実習報告2013 「森里海連環学実習 I (芦生研究林-由良川-丹後海-舞鶴水産実験所コース)」

里海生態保全学分野 教授 山下 洋


 京都府の北部を流れる由良川は,京都大学芦生研究林を源流とし若狭湾西部の丹後海に注ぐ。本実習では,森林域,里域,農地,都市などの陸域の環境が,由良川の水質,生物多様性,沿岸域の生物環境にどのような影響を与えているかを分析し,川を通した森から海までを生態系の複合ユニットとして,科学的に捉える視点を育成することを目的としている。今年度は20名(本学12名;農学部6名,理学部2名,工学部1名,文学部2名,総合人間学部1名,他大学8名;岐阜大学1名,東京海洋大学1名,お茶の水大学1名,創価大学1名,山形大学1名,名城大学1名,山梨大学1名,北里大学1名)の学生が参加した。
 芦生研究林における森林構造と生態系,鹿による食害の影響やナラ枯れ被害木の観察,由良川に沿って源流域から美山,和知,綾部,福知山を経由して丹後海に注ぐ河口域までの水質(水温,塩分,電気伝導度,溶存酸素,COD,硝酸態窒素,亜硝酸態窒素,リン酸態リン,珪酸,懸濁物質)調査,魚類,水生昆虫,プランクトン,底生動物などの水生生物の採集調査および土地利用様式の調査を行った。今回は調査地点を,森林域を流れる源流(美山川),農業地帯を流れる犀川,市街地を流れ下水処理場排水が流入する和久川,および河川横断構造物の影響を見るために大野ダム湖内とその下流の和知とし,流域の土地利用やダムが,水質や水生生物の群集構造にどのような影響を与えているかを調査した。2010年度からオートアナライザーを用いた精度の高い栄養塩分析を行っており,上・中流域も含めリンや窒素濃度のデータが得られたことから,水質データの精密な解析が可能となった。また,全調査点でプランクトンネット採集を行い,支流ごとに流域環境に応じてプランクトンの組成が異なること,海水の遡上に対応して生物相が変化することなどが分かった。

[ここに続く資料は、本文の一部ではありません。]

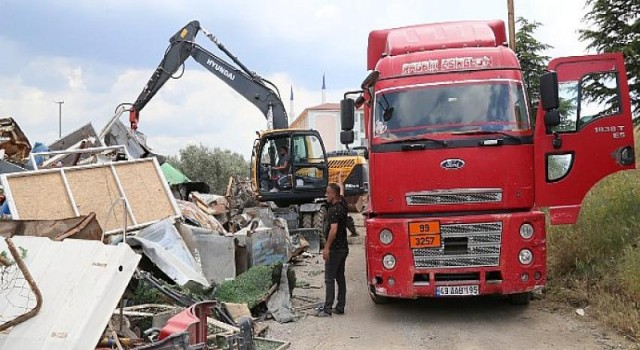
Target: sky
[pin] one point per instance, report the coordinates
(95, 55)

 従来,班ごとに自由に研究テーマを決める方法でデータのとりまとめを行っていたが,テーマの決定に時間がかかり分析時間が不足がちであったことから,今年度は各班にあらかじめテーマ(プランクトン,ベントス,水質,魚類,ダムの影響)を与えた。また,標本分析とデータ処理のための時間を増やすことにより,参加学生がじっくりとデータを解析しレポートを作成できるよう配慮した。